On darks or whites ?


----------



## pawpaw (May 10, 2012)

Smalzstein said:


> On darks or whites ?



how about both on dark and white?

have you actually compare them both (1400 vs R1900) in print quality?


----------



## Smalzstein (Jul 22, 2008)

Yeah I saw a chinese built of 1400 with white. The colors were not perfect because of the crappy RIP, but 1400 uses only 2 channels for white so printing a4 image took 9 minutes!

As if it was cmyk + lc,lm the quality for whites schould be a bit better than R1900 thanks to the higher colorspectrum, but still very very slow printing.


----------



## pawpaw (May 10, 2012)

Smalzstein said:


> Yeah I saw a chinese built of 1400 with white. The colors were not perfect because of the crappy RIP, but 1400 uses only 2 channels for white so printing a4 image took 9 minutes!
> 
> As if it was cmyk + lc,lm the quality for whites schould be a bit better than R1900 thanks to the higher colorspectrum, but still very very slow printing.

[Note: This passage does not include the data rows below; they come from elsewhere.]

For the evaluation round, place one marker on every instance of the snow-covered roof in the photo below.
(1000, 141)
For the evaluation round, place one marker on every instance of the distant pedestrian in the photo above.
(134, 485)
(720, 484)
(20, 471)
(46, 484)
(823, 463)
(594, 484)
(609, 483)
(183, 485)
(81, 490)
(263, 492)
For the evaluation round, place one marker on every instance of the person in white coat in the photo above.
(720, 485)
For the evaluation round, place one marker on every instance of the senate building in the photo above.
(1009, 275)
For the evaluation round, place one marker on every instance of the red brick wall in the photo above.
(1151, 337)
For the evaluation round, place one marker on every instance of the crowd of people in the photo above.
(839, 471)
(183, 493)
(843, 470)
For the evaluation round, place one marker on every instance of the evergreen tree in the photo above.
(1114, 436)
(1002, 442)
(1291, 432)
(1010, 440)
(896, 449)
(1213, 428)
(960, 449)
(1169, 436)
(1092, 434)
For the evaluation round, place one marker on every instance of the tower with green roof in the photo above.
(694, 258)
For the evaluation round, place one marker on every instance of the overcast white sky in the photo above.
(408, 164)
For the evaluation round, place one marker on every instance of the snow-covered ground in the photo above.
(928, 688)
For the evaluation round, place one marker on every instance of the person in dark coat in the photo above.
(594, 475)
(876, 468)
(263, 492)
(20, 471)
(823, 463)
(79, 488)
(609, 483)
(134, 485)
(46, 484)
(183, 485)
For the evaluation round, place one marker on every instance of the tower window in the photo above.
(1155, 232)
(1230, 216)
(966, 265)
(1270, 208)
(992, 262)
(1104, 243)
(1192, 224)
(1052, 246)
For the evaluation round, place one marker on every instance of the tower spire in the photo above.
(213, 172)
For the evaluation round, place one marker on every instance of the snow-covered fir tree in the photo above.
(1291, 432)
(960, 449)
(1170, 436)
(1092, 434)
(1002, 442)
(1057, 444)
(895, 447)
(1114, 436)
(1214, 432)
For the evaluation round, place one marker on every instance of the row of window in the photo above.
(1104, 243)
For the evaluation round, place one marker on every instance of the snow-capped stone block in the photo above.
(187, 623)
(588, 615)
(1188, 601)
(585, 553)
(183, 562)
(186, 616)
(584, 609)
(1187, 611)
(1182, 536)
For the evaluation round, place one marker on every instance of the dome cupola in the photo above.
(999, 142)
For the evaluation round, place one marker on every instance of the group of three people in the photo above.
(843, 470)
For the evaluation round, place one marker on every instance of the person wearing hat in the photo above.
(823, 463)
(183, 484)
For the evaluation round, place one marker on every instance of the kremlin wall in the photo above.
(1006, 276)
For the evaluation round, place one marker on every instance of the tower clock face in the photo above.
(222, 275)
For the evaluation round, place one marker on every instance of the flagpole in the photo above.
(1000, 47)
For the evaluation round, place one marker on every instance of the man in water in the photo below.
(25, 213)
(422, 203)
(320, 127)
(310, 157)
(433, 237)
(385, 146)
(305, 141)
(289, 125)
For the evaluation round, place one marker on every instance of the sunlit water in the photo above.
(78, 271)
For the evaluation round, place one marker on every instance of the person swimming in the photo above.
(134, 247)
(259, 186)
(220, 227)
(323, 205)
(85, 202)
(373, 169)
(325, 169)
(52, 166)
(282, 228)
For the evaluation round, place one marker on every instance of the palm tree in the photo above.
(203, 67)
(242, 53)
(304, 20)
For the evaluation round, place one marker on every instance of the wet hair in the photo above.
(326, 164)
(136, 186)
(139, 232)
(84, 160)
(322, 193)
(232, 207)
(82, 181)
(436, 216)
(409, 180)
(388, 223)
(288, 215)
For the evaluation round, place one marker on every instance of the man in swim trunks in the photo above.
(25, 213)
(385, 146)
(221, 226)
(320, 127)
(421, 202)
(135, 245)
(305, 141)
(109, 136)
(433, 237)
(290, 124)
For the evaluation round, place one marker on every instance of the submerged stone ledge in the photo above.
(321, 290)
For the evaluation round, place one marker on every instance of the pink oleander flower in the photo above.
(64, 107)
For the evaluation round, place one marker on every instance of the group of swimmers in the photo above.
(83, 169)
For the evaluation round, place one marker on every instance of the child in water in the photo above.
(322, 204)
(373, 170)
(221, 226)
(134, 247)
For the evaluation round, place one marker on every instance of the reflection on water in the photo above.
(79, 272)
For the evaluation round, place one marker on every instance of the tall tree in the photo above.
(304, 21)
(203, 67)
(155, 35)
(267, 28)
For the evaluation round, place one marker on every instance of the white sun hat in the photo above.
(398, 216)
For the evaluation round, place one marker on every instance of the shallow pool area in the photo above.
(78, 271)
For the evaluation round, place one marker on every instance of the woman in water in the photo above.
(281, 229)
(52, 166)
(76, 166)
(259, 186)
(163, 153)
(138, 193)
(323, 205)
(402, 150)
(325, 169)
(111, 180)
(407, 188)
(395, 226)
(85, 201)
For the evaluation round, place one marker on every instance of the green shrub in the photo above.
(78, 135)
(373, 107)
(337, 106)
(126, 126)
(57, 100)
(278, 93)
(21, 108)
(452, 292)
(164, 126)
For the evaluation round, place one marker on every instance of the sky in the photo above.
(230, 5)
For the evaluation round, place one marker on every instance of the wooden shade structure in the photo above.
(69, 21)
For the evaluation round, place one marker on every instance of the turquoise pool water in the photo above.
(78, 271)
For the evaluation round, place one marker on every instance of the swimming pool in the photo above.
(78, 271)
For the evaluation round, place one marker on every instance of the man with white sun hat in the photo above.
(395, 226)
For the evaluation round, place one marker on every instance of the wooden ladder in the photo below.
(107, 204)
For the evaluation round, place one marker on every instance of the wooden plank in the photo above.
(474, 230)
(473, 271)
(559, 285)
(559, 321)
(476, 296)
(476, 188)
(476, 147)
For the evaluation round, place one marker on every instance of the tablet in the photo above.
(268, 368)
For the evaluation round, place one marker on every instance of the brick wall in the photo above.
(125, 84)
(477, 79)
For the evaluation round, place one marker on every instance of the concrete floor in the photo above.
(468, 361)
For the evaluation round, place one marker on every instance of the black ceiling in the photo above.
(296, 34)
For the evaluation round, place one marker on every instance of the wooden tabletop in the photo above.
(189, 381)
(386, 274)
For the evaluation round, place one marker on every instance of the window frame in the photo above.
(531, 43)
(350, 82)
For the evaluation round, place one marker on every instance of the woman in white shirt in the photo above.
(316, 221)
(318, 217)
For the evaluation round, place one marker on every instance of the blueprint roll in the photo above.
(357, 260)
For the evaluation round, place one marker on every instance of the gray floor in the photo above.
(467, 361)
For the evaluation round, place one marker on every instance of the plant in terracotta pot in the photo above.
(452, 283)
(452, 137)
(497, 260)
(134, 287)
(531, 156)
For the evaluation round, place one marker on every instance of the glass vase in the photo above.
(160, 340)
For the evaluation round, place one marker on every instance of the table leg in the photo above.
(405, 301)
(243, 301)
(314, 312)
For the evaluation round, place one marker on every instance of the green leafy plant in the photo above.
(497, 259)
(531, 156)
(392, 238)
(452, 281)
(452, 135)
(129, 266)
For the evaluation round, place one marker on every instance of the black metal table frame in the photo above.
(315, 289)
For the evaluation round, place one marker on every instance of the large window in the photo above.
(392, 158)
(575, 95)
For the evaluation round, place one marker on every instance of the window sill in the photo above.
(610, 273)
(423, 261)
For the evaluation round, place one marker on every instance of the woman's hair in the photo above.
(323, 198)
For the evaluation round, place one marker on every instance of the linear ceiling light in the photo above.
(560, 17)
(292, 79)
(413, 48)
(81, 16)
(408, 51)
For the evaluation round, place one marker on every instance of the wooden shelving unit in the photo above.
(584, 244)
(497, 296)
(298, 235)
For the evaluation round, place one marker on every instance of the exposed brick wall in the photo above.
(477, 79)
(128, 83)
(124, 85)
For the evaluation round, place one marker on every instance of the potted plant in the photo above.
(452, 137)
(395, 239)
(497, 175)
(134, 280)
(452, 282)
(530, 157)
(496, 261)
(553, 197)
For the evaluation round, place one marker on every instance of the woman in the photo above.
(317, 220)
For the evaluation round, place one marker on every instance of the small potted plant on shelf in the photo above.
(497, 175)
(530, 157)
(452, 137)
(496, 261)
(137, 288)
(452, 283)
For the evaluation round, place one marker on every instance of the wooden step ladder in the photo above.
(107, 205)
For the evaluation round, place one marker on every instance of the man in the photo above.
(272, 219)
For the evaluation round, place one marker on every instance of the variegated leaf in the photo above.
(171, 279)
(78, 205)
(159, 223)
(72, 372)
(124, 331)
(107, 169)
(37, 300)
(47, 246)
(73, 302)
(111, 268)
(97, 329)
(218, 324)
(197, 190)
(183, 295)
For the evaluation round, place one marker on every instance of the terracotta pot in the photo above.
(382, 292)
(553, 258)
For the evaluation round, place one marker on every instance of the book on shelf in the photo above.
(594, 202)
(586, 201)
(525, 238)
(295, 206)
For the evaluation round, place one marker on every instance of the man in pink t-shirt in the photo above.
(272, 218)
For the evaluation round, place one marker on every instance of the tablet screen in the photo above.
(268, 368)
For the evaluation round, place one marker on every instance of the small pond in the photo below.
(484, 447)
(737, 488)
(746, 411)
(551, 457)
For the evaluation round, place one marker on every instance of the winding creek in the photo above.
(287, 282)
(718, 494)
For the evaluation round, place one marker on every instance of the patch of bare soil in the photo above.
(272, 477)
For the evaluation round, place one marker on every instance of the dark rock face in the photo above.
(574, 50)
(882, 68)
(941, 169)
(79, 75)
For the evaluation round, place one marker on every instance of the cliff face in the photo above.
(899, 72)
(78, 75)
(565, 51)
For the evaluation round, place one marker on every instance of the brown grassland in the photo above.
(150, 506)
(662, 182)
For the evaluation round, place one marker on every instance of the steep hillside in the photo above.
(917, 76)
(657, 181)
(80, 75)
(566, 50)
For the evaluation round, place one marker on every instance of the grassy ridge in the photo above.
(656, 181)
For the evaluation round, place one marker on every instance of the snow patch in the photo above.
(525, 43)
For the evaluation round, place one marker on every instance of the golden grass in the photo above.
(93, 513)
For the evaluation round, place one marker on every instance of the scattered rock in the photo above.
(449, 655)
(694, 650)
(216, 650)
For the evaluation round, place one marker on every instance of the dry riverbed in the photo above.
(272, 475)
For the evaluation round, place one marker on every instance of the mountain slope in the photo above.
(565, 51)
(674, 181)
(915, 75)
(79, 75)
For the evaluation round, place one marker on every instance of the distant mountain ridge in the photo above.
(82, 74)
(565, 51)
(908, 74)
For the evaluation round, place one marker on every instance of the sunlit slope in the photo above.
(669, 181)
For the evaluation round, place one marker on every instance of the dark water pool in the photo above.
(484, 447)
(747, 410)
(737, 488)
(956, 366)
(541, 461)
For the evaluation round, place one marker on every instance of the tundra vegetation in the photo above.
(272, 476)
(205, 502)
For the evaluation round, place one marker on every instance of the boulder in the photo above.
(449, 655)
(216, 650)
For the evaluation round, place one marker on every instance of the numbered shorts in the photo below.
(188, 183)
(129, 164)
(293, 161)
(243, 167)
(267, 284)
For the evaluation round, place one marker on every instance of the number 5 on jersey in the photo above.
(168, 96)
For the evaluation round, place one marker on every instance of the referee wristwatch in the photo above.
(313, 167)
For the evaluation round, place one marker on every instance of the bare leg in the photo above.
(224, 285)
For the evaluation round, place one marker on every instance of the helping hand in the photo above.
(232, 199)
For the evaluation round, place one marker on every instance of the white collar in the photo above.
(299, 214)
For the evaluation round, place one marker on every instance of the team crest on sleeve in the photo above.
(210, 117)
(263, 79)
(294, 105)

for the print speed, yes that is a tradeoff... but I tought if I can buy two 1400 based DTG, then maybe the overall print speed will be comparable to one R1900, plus I will have spare machine just in case something happens to one of them.

what about the print details/resolution?


----------



## Smalzstein (Jul 22, 2008)

To be honest I would recommend you R2000. The price difference is not that big and you will have a propper print engine. With EKRIP you will print a4 image on darks in a little over 3 minutes. On whites it will take less than a minute (my sublimation 1400 prints a4 page in 4 minutes in 720x720). 

As for print detail if you really want to see noticible detail difference then you need Epson 4880.


----------



## pawpaw (May 10, 2012)

Smalzstein said:


> To be honest I would recommend you R2000. The price difference is not that big and you will have a propper print engine. With EKRIP you will print a4 image on darks in a little over 3 minutes. On whites it will take less than a minute (my sublimation 1400 prints a4 page in 4 minutes in 720x720).
> 
> As for print detail if you really want to see noticible detail difference then you need Epson 4880.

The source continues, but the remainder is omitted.